In order to increase the operating efficiency of a gas turbine engine, as represented by its thrust-to-weight ratio for example, higher turbine inlet gas temperature is required, which correspondingly requires enhanced blade and vane cooling.
Accordingly, the prior art is quite crowded with various configurations intended to maximize cooling effectiveness while minimizing the amount of cooling air bled from the compressor therefor. Typical cooling configurations include serpentine cooling passages for convection cooling the inside of blade and vane airfoils, which may be enhanced using various forms of turbulators. Internal impingement holes are also used for impingement cooling inner surfaces of the airfoils. And, film cooling holes extend through the airfoil sidewalls for providing film cooling of the external surfaces thereof.
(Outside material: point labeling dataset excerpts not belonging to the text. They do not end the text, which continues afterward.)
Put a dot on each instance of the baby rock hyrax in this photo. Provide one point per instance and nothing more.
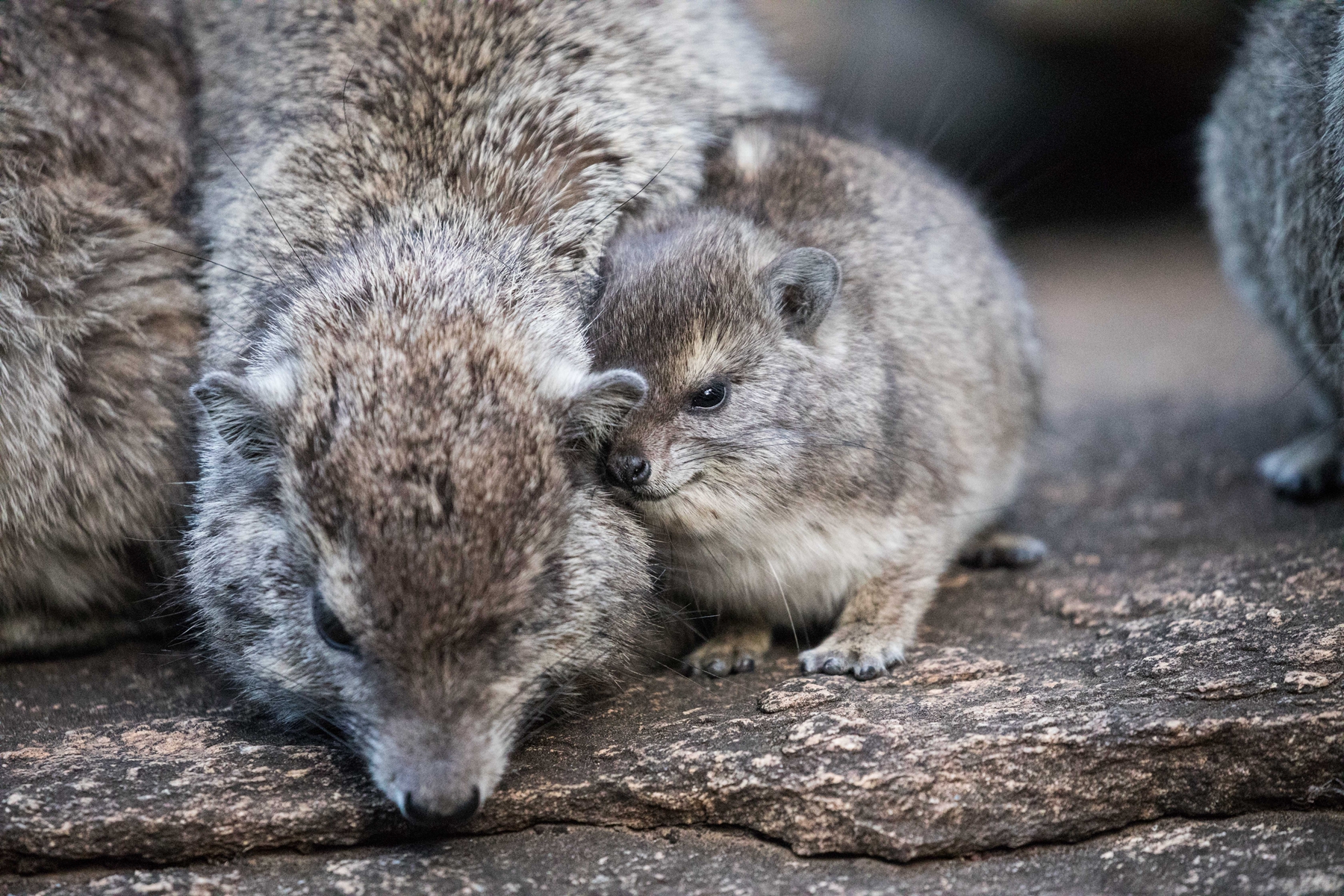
(841, 379)
(401, 529)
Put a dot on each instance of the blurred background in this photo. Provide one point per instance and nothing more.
(1053, 109)
(1077, 122)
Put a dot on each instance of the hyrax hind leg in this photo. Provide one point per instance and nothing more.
(877, 625)
(735, 647)
(1307, 467)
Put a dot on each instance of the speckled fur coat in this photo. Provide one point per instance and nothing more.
(99, 317)
(399, 526)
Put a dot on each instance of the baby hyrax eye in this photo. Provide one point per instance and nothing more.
(329, 626)
(710, 395)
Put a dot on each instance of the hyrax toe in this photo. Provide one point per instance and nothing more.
(1003, 550)
(734, 648)
(865, 653)
(1305, 469)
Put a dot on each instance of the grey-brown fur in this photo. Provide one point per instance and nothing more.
(399, 396)
(1273, 180)
(99, 317)
(882, 383)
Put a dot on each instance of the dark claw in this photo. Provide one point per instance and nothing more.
(868, 672)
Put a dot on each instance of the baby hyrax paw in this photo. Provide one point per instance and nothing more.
(1007, 550)
(860, 649)
(734, 648)
(1307, 467)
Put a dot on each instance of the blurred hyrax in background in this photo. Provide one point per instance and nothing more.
(1273, 184)
(1050, 108)
(99, 317)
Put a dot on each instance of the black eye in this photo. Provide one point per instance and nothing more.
(329, 626)
(710, 396)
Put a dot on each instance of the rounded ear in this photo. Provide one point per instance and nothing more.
(803, 284)
(238, 415)
(603, 403)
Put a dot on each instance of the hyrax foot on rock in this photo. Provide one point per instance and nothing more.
(1007, 550)
(865, 650)
(737, 647)
(1308, 467)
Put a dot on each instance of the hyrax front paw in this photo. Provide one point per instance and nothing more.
(734, 648)
(863, 650)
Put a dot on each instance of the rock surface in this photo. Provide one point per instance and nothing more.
(1179, 653)
(1283, 853)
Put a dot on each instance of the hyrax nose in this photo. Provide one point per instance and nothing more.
(423, 813)
(628, 469)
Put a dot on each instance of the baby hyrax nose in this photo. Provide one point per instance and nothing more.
(628, 470)
(423, 815)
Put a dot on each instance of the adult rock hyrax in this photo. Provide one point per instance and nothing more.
(1273, 180)
(841, 379)
(401, 529)
(99, 319)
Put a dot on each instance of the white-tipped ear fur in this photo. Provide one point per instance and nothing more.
(603, 403)
(804, 282)
(237, 414)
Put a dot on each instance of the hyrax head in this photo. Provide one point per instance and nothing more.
(721, 317)
(401, 529)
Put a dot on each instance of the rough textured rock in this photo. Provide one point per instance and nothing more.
(1281, 853)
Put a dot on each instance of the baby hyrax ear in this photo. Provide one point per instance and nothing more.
(603, 403)
(238, 414)
(803, 284)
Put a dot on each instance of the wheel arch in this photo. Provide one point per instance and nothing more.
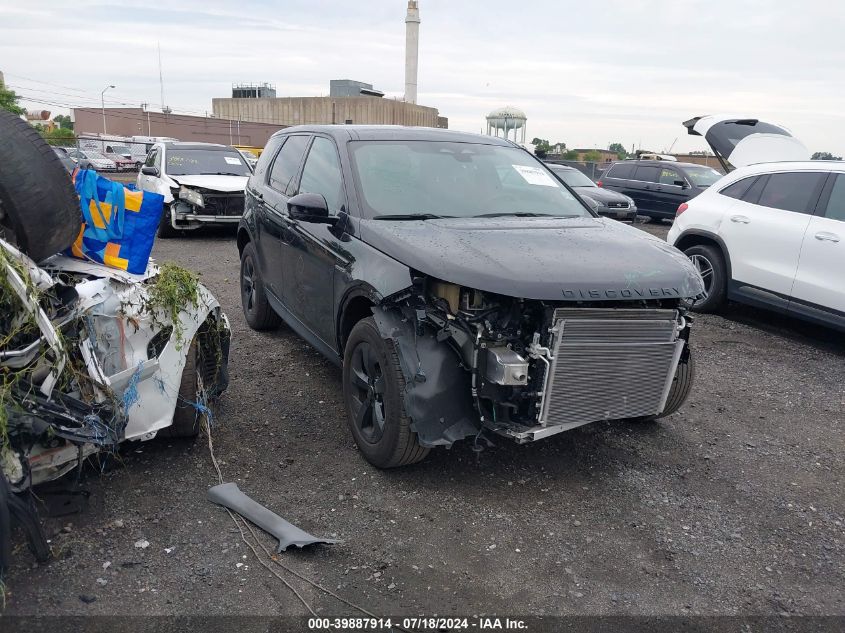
(357, 304)
(700, 238)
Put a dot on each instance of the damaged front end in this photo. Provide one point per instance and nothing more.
(193, 207)
(91, 356)
(528, 368)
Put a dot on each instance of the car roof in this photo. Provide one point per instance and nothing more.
(395, 133)
(802, 165)
(659, 163)
(185, 145)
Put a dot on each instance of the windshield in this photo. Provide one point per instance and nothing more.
(573, 177)
(702, 176)
(194, 162)
(446, 179)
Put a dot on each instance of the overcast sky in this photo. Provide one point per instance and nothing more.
(586, 73)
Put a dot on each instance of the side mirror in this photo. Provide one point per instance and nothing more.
(310, 207)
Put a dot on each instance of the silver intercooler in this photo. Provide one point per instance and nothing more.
(606, 364)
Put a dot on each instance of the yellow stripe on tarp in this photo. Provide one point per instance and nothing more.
(133, 200)
(111, 257)
(105, 208)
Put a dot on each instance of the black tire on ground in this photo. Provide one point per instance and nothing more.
(165, 228)
(186, 417)
(710, 262)
(39, 209)
(257, 310)
(373, 388)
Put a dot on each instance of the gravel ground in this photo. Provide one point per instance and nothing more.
(733, 505)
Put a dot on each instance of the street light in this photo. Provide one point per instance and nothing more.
(103, 106)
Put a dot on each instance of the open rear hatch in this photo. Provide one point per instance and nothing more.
(738, 141)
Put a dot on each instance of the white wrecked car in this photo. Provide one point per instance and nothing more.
(202, 184)
(90, 356)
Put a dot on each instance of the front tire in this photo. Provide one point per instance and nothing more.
(373, 392)
(710, 263)
(257, 310)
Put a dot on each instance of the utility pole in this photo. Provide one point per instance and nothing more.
(103, 106)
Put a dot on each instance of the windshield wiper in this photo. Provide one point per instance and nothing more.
(413, 216)
(524, 214)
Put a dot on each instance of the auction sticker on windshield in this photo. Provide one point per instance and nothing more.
(535, 176)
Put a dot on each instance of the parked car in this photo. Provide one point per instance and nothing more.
(768, 234)
(602, 201)
(87, 159)
(202, 184)
(462, 287)
(658, 186)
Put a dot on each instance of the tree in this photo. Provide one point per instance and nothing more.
(9, 101)
(64, 121)
(621, 152)
(824, 156)
(58, 136)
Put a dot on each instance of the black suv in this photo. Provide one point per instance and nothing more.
(658, 187)
(462, 287)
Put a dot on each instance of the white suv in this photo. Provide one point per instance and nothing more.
(768, 234)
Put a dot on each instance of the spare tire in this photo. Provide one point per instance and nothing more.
(39, 209)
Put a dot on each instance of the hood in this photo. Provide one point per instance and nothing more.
(739, 141)
(553, 259)
(604, 196)
(225, 184)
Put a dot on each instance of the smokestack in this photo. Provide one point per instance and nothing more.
(412, 45)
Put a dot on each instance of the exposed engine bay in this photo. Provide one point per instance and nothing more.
(193, 207)
(528, 368)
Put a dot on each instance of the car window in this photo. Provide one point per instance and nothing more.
(738, 189)
(790, 191)
(836, 204)
(754, 191)
(671, 177)
(286, 163)
(702, 176)
(445, 178)
(647, 174)
(322, 174)
(573, 177)
(620, 170)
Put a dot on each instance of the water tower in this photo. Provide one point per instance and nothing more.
(507, 119)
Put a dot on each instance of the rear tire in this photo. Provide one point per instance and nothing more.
(39, 209)
(257, 310)
(373, 392)
(711, 264)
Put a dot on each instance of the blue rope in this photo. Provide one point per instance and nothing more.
(130, 395)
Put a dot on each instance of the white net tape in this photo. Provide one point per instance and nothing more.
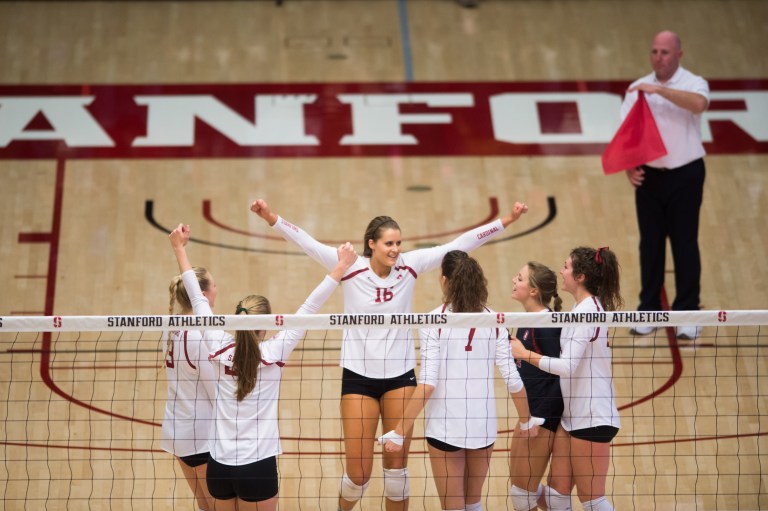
(396, 321)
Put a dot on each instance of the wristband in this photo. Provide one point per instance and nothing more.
(391, 437)
(533, 421)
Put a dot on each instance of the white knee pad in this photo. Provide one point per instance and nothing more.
(524, 500)
(397, 487)
(555, 501)
(350, 491)
(598, 504)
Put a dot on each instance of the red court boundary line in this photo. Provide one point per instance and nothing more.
(494, 212)
(677, 360)
(708, 438)
(50, 293)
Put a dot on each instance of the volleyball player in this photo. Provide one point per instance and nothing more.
(378, 364)
(245, 440)
(581, 452)
(535, 287)
(190, 378)
(456, 385)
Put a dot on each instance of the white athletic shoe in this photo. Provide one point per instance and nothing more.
(688, 333)
(642, 330)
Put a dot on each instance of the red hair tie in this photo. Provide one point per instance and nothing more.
(599, 256)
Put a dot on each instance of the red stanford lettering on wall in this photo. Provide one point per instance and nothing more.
(348, 119)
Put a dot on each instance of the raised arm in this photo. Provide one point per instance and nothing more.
(280, 346)
(323, 254)
(430, 258)
(691, 101)
(179, 238)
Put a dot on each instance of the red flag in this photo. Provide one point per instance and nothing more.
(637, 142)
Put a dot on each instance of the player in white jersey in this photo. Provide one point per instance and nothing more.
(535, 287)
(245, 440)
(456, 384)
(190, 377)
(378, 364)
(581, 453)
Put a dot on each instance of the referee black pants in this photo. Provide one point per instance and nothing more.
(668, 204)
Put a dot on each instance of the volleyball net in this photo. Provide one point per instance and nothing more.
(82, 401)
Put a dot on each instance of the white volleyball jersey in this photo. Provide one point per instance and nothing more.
(585, 374)
(458, 363)
(382, 353)
(247, 431)
(191, 384)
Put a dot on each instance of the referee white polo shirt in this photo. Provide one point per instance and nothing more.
(680, 129)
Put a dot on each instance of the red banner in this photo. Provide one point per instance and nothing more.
(348, 119)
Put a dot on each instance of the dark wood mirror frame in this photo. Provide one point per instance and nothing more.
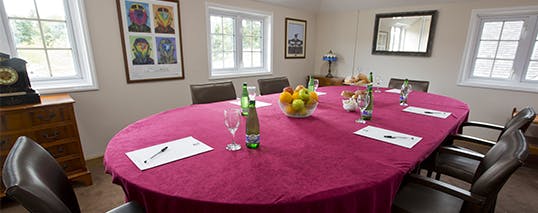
(427, 53)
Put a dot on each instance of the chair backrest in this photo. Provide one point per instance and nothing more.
(34, 179)
(498, 165)
(212, 92)
(417, 85)
(272, 85)
(522, 120)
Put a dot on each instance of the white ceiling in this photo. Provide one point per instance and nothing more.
(332, 5)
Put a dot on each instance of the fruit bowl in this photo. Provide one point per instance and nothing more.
(307, 111)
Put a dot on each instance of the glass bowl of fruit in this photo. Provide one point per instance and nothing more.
(298, 103)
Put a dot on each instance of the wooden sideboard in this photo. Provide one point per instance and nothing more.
(324, 81)
(53, 125)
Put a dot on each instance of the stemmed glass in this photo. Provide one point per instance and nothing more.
(232, 118)
(378, 82)
(404, 93)
(362, 102)
(251, 92)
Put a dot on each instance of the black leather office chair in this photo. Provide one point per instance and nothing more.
(34, 179)
(272, 85)
(423, 194)
(416, 84)
(212, 92)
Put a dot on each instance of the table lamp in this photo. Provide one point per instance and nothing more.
(329, 57)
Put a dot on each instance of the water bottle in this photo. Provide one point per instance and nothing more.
(244, 100)
(253, 127)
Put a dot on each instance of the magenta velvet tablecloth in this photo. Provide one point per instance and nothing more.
(315, 164)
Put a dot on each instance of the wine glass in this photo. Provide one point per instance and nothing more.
(251, 92)
(404, 93)
(232, 118)
(378, 81)
(362, 102)
(316, 84)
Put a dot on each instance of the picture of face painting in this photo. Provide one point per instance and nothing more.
(164, 19)
(137, 16)
(166, 50)
(141, 50)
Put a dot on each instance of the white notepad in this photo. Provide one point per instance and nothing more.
(258, 103)
(392, 137)
(428, 112)
(177, 149)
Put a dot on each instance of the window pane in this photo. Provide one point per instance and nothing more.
(532, 72)
(55, 34)
(228, 26)
(217, 61)
(482, 67)
(216, 24)
(229, 61)
(491, 30)
(512, 30)
(61, 63)
(20, 8)
(487, 49)
(507, 49)
(502, 69)
(26, 34)
(37, 63)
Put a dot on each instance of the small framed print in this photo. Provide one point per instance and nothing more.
(295, 38)
(151, 39)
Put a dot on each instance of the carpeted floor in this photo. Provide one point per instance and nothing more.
(518, 195)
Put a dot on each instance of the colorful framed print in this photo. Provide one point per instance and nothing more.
(295, 38)
(151, 39)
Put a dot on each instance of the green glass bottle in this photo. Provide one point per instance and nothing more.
(311, 84)
(244, 100)
(369, 111)
(253, 127)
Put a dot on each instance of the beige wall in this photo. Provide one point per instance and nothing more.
(441, 69)
(102, 113)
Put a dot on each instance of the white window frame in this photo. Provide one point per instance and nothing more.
(524, 51)
(77, 28)
(239, 71)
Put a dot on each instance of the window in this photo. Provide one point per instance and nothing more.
(501, 50)
(51, 35)
(239, 42)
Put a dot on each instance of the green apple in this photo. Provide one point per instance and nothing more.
(304, 95)
(297, 104)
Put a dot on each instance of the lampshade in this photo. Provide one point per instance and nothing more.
(330, 56)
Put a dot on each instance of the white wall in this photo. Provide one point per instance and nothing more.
(441, 69)
(102, 113)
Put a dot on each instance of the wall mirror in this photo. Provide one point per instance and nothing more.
(407, 33)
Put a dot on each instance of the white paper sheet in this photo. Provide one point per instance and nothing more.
(428, 112)
(258, 103)
(393, 91)
(392, 137)
(177, 149)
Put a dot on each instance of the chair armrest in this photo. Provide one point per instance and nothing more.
(461, 152)
(471, 139)
(482, 124)
(447, 188)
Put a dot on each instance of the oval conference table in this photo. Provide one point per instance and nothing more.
(314, 164)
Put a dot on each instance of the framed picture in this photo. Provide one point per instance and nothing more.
(151, 39)
(382, 37)
(295, 38)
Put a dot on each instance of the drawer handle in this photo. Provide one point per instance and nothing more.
(54, 135)
(50, 116)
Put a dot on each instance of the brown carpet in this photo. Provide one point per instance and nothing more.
(518, 195)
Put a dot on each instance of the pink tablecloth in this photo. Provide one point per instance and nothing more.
(314, 164)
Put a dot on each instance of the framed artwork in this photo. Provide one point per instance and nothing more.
(151, 39)
(295, 38)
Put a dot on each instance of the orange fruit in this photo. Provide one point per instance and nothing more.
(285, 97)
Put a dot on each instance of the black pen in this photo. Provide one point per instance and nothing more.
(155, 155)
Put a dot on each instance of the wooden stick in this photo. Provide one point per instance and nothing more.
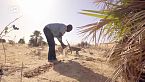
(22, 72)
(69, 46)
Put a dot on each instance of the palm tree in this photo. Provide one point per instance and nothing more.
(122, 21)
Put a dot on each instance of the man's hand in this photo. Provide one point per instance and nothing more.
(63, 46)
(60, 34)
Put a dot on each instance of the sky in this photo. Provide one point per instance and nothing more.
(35, 14)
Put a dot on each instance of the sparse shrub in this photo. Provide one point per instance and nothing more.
(11, 42)
(21, 41)
(2, 41)
(36, 39)
(83, 44)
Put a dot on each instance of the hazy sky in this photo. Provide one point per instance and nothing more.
(38, 13)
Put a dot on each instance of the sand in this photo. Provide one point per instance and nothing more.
(89, 66)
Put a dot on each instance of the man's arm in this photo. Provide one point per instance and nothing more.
(60, 40)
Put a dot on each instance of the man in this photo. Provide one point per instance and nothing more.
(55, 30)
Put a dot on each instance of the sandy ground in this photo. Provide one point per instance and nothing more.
(89, 66)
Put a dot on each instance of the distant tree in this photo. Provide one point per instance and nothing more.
(35, 39)
(21, 41)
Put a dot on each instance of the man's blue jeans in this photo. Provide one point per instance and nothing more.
(51, 44)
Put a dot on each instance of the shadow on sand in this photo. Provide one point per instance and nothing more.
(76, 71)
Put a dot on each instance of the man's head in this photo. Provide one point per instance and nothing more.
(69, 28)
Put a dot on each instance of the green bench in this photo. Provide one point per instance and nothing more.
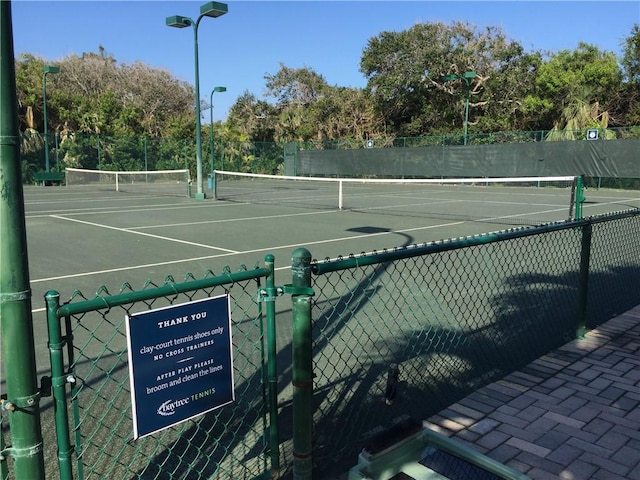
(50, 177)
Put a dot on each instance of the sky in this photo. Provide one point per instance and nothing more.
(254, 38)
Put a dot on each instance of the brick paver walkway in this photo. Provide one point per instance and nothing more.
(570, 415)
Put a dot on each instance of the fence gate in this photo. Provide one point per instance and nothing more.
(91, 386)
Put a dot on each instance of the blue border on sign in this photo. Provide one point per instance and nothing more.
(180, 363)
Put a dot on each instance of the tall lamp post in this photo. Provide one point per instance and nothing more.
(47, 69)
(209, 9)
(466, 77)
(220, 90)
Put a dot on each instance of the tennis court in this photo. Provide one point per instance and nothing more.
(83, 238)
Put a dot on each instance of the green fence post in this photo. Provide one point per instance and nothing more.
(583, 286)
(302, 366)
(272, 367)
(580, 198)
(59, 381)
(18, 352)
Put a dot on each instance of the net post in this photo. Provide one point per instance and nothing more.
(302, 374)
(579, 197)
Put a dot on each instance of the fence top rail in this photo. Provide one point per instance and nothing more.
(398, 253)
(102, 303)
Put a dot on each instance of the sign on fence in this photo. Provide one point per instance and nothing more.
(180, 363)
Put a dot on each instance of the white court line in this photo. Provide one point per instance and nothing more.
(144, 234)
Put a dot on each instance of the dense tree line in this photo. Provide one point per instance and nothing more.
(405, 96)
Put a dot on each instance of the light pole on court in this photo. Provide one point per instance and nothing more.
(209, 9)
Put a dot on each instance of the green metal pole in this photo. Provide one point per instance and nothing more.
(272, 367)
(59, 382)
(18, 351)
(583, 287)
(44, 113)
(466, 111)
(580, 198)
(302, 367)
(211, 120)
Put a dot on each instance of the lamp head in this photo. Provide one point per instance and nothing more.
(213, 9)
(178, 21)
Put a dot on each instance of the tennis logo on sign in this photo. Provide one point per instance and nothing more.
(169, 407)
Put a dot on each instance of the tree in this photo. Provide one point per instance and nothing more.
(405, 77)
(584, 76)
(628, 109)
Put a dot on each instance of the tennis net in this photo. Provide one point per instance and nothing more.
(512, 201)
(159, 182)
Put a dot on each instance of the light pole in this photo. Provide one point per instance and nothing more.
(466, 76)
(47, 69)
(209, 9)
(220, 90)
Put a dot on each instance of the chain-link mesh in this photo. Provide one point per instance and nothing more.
(613, 269)
(413, 335)
(226, 443)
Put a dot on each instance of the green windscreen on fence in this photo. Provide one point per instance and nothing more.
(601, 158)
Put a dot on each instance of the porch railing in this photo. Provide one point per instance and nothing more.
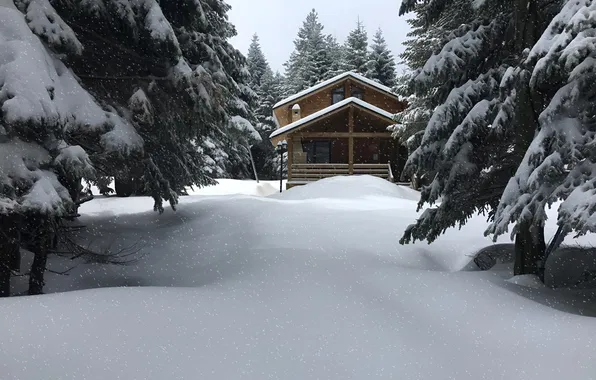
(314, 172)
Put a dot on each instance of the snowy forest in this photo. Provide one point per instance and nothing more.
(138, 98)
(145, 232)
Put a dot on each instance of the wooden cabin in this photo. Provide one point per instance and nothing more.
(339, 127)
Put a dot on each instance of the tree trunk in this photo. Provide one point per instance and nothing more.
(530, 248)
(40, 246)
(10, 256)
(124, 187)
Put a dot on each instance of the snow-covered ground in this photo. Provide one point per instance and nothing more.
(308, 284)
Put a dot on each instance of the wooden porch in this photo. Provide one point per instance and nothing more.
(348, 141)
(301, 174)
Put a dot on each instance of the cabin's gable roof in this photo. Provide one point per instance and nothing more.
(331, 81)
(331, 109)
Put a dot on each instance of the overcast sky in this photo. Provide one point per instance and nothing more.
(277, 22)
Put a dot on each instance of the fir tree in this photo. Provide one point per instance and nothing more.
(170, 101)
(356, 50)
(309, 62)
(381, 65)
(560, 164)
(257, 64)
(336, 56)
(478, 134)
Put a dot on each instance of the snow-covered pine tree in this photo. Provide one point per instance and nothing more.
(336, 56)
(178, 54)
(477, 137)
(356, 50)
(268, 90)
(165, 81)
(381, 64)
(560, 164)
(50, 126)
(309, 62)
(257, 64)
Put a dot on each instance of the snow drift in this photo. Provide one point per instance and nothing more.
(311, 283)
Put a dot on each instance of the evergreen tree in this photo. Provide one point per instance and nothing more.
(170, 99)
(356, 50)
(257, 64)
(336, 57)
(560, 164)
(478, 135)
(309, 62)
(381, 65)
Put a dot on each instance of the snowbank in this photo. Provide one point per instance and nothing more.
(308, 284)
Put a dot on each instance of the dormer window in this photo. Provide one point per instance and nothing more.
(358, 93)
(338, 95)
(295, 112)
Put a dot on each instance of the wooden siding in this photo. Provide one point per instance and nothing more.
(323, 98)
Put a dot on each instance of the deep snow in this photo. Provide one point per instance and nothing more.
(308, 284)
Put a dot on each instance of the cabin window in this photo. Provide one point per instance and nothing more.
(317, 152)
(338, 95)
(358, 93)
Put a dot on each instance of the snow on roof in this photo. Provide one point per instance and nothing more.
(339, 77)
(329, 109)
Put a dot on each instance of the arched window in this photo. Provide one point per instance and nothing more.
(338, 95)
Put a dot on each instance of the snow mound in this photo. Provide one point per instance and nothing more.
(350, 187)
(238, 187)
(527, 280)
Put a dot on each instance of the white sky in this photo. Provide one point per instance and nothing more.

Airfoil cooling design is rendered additionally more complex since the airfoils have a generally concave pressure side and an opposite, generally convex suction side extending axially between leading and trailing edges. The combustion gases flow over the pressure and suction sides with varying pressure and velocity distributions thereover. Accordingly, the heat load into the airfoil varies between its leading and trailing edges, and also varies from the radially inner root thereof to the radially outer tip thereof.
One consequence of the varying pressure distribution over the airfoil outer surfaces is the accommodation therefor for film cooling holes. A typical film cooling hole is inclined through the airfoil walls in the aft direction at a shallow angle to produce a thin boundary layer of cooling air downstream therefrom. The pressure of the film cooling air must necessarily be greater than the external pressure of the combustion gases to prevent backflow or ingestion of the hot combustion gases into the airfoil.
Fundamental to effective film cooling is the conventionally known blowing ratio which is the product of the density and velocity of the film cooling air relative to the product of the density and velocity of the combustion gases at the outlets of the film cooling holes. Excessive blowing ratios cause the discharged cooling air to separate or blow-off from the airfoil outer surface which degrades film cooling effectiveness. However, since various film cooling holes are fed from a common-pressure cooling air supply, providing a minimum blowing ratio for one row of commonly fed film cooling holes necessarily results in an excessive blowing ratio for the others.
Accordingly, it is desired to provide a turbine airfoil having improved film cooling notwithstanding external pressure variations therearound.